Xie Yuxue, Hu Zhonghua, Tao Hongyue, Hu Yiwen, Liang Haoyu, Lu Xinmin, Wang Lei, Li Xiangwen, Chen Shuang
Department of Radiology & Institute of Medical Functional and Molecular Imaging, Huashan Hospital, Fudan University, Shanghai, China.
Digital & Automation, Siemens Shanghai Medical Equipment Ltd., Shanghai, China.
Insights Imaging. 2025 May 14;16(1):100. doi: 10.1186/s13244-025-01976-w.
To evaluate the performance of large language models (LLMs) in automatically generating whole-organ MRI score (WORMS)-based structured MRI reports and predicting osteoarthritis (OA) severity for the knee.
A total of 160 consecutive patients suspected of OA were included. Knee MRI reports were reviewed by three radiologists to establish the WORMS reference standard for 39 key features. GPT-4o and GPT-4o-mini were prompted using in-context knowledge (ICK) and chain-of-thought (COT) to generate WORMS-based structured reports from original reports and to automatically predict the OA severity. Four Orthopedic surgeons reviewed original and LLM-generated reports to conduct pairwise preference and difficulty tests, and their review times were recorded.
GPT-4o demonstrated perfect performance in extracting the laterality of the knee (accuracy = 100%). GPT-4o outperformed GPT-4o mini in generating WORMS reports (Accuracy: 93.9% vs 76.2%, respectively). GPT-4o achieved higher recall (87.3% s 46.7%, p < 0.001), while maintaining higher precision compared to GPT-4o mini (94.2% vs 71.2%, p < 0.001). For predicting OA severity, GPT-4o outperformed GPT-4o mini across all prompt strategies (best accuracy: 98.1% vs 68.7%). Surgeons found it easier to extract information and gave more preference to LLM-generated reports over the original reports (both p < 0.001) while spending less time on each report (51.27 ± 9.41 vs 87.42 ± 20.26 s, p < 0.001).
GPT-4o generated expert multi-feature, WORMS-based reports from original free-text knee MRI reports. GPT-4o with COT achieved high accuracy in categorizing OA severity. Surgeons reported greater preference and higher efficiency when using LLM-generated reports.

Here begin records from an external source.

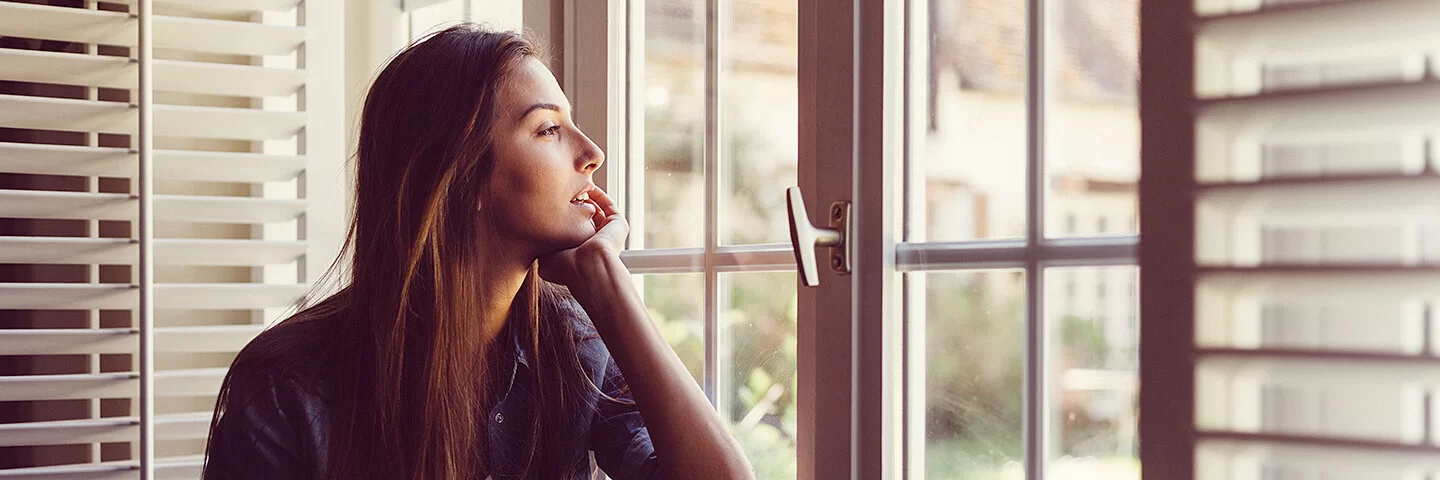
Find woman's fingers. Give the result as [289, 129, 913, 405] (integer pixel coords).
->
[588, 200, 605, 231]
[590, 187, 621, 216]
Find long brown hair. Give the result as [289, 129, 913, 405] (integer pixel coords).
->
[212, 25, 595, 479]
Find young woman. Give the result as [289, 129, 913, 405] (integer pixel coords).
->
[204, 25, 753, 479]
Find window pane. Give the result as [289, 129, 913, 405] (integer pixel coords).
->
[629, 0, 706, 248]
[1044, 267, 1140, 480]
[634, 274, 706, 383]
[906, 270, 1025, 480]
[720, 0, 799, 245]
[1042, 0, 1140, 236]
[720, 271, 796, 479]
[410, 0, 465, 39]
[907, 0, 1027, 242]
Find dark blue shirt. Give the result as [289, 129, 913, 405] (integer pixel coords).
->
[204, 300, 660, 480]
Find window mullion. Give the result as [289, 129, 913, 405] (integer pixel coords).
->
[701, 0, 729, 415]
[1021, 0, 1048, 480]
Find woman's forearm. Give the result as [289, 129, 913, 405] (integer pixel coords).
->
[570, 247, 753, 479]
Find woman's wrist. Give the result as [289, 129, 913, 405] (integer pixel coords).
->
[570, 245, 629, 307]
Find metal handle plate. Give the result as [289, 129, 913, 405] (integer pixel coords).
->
[785, 186, 851, 287]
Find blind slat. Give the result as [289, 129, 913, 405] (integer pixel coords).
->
[0, 412, 210, 447]
[0, 455, 204, 480]
[0, 324, 265, 355]
[0, 190, 307, 223]
[0, 49, 305, 97]
[0, 141, 305, 183]
[0, 368, 226, 402]
[0, 1, 305, 55]
[1197, 0, 1440, 56]
[0, 236, 305, 267]
[0, 283, 308, 310]
[0, 95, 305, 140]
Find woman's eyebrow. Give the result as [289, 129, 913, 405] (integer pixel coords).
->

The perfect performance of generating WORMS-based reports and the high efficiency and ease of use suggest that integrating LLMs into clinical workflows could greatly enhance productivity and alleviate the documentation burden faced by clinicians in knee OA.

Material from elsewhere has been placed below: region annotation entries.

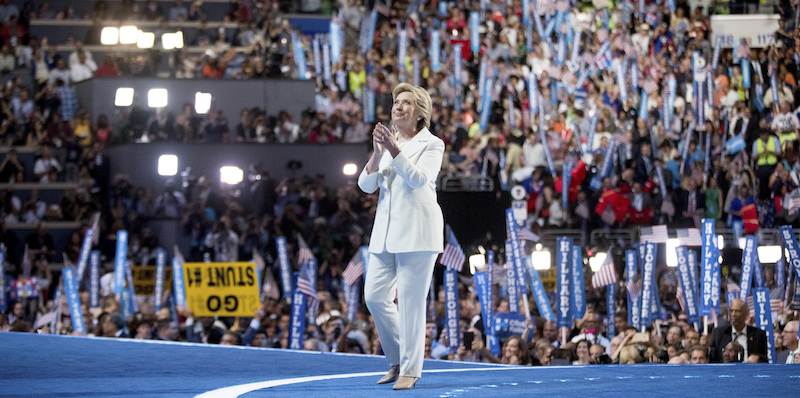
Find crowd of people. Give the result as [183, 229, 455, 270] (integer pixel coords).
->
[0, 0, 800, 365]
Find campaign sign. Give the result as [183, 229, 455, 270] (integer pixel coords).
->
[131, 265, 174, 296]
[89, 250, 100, 308]
[61, 267, 86, 334]
[753, 287, 777, 363]
[289, 276, 306, 350]
[444, 269, 461, 352]
[556, 238, 572, 327]
[114, 230, 128, 294]
[506, 240, 519, 314]
[183, 262, 261, 316]
[494, 313, 530, 340]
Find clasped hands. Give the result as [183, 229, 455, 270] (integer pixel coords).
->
[372, 123, 400, 157]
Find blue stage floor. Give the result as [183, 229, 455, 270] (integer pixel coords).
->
[0, 333, 800, 398]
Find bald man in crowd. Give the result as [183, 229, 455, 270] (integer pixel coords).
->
[709, 299, 767, 363]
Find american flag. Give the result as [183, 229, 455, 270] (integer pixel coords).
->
[297, 234, 314, 266]
[575, 202, 589, 219]
[642, 78, 658, 94]
[625, 278, 642, 300]
[517, 228, 539, 242]
[342, 250, 364, 286]
[22, 245, 31, 279]
[597, 29, 608, 41]
[439, 226, 467, 272]
[783, 188, 800, 213]
[613, 133, 631, 145]
[733, 38, 750, 58]
[373, 1, 390, 17]
[92, 211, 100, 245]
[594, 46, 611, 70]
[592, 253, 617, 289]
[547, 65, 561, 80]
[639, 224, 669, 243]
[677, 228, 703, 246]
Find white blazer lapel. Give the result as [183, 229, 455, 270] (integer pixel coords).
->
[403, 128, 431, 158]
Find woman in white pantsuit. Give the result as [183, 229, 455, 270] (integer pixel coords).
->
[358, 83, 444, 390]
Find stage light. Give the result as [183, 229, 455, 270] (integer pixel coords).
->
[194, 91, 211, 115]
[161, 32, 183, 50]
[161, 33, 175, 50]
[100, 26, 119, 46]
[666, 239, 678, 267]
[114, 87, 133, 106]
[589, 252, 608, 272]
[469, 254, 486, 275]
[158, 155, 178, 176]
[758, 246, 781, 264]
[172, 31, 183, 48]
[136, 30, 156, 49]
[342, 163, 358, 176]
[219, 166, 244, 185]
[147, 88, 167, 108]
[530, 250, 550, 271]
[119, 25, 139, 44]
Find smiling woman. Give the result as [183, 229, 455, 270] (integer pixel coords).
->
[358, 83, 444, 390]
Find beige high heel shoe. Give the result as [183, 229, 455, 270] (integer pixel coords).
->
[392, 376, 419, 390]
[378, 365, 400, 384]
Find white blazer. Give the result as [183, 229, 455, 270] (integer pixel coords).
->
[358, 128, 444, 253]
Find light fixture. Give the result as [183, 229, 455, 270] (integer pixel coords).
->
[136, 30, 156, 49]
[589, 252, 608, 272]
[667, 238, 678, 267]
[530, 250, 550, 271]
[119, 25, 139, 44]
[114, 87, 133, 106]
[158, 155, 178, 176]
[758, 245, 781, 264]
[194, 91, 211, 115]
[147, 88, 167, 108]
[469, 254, 486, 275]
[342, 163, 358, 176]
[100, 26, 119, 46]
[219, 166, 244, 185]
[161, 31, 183, 50]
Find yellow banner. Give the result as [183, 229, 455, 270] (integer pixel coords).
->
[131, 265, 172, 296]
[183, 263, 261, 316]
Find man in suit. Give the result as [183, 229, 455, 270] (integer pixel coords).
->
[775, 321, 800, 363]
[675, 178, 706, 228]
[710, 299, 767, 363]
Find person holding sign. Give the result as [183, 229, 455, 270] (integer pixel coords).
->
[358, 83, 444, 390]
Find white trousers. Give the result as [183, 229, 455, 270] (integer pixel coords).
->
[364, 252, 439, 377]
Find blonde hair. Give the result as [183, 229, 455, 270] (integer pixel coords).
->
[392, 83, 433, 130]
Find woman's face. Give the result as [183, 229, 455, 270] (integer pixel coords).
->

GPT-4o successfully generated WORMS-based knee MRI reports. GPT-4o with COT prompting achieved impressive accuracy in categorizing knee OA severity. Greater preference and higher efficiency were reported for LLM-generated reports.
评估大语言模型(LLMs)在自动生成基于全器官MRI评分(WORMS)的结构化MRI报告以及预测膝关节骨关节炎(OA)严重程度方面的性能。
共纳入160例连续怀疑患有OA的患者。三名放射科医生对膝关节MRI报告进行审查,以建立39个关键特征的WORMS参考标准。使用上下文知识(ICK)和思维链(COT)提示GPT-4o和GPT-4o-mini,从原始报告生成基于WORMS的结构化报告,并自动预测OA严重程度。四名骨科医生审查原始报告和LLM生成的报告,进行成对偏好和难度测试,并记录他们的审查时间。
GPT-4o在提取膝关节侧别方面表现完美(准确率 = 100%)。在生成WORMS报告方面,GPT-4o优于GPT-4o-mini(准确率分别为93.9%和76.2%)。GPT-4o实现了更高的召回率(87.3%对46.7%,p < 0.001),同时与GPT-4o-mini相比保持了更高的精度(94.2%对71.2%,p < 0.001)。在预测OA严重程度方面,GPT-4o在所有提示策略上均优于GPT-4o-mini(最佳准确率:98.1%对68.7%)。外科医生发现从LLM生成的报告中提取信息更容易,并且比原始报告更倾向于LLM生成的报告(两者p < 0.001),同时在每份报告上花费的时间更少(51.27 ± 9.41秒对87.42 ± 20.26秒,p < 0.001)。
GPT-4o从原始的自由文本膝关节MRI报告中生成了专家级的、基于WORMS的多特征报告。具有COT的GPT-4o在对OA严重程度进行分类方面实现了高精度。外科医生报告在使用LLM生成的报告时具有更高的偏好和效率。
基于WORMS的报告生成的完美性能以及高效率和易用性表明,将LLMs整合到临床工作流程中可以大大提高生产力,并减轻膝关节OA临床医生面临的文档负担。
GPT-4o成功生成了基于WORMS的膝关节MRI报告。具有COT提示的GPT-4o在对膝关节OA严重程度进行分类方面取得了令人印象深刻的准确率。报告显示对LLM生成的报告有更高的偏好和效率。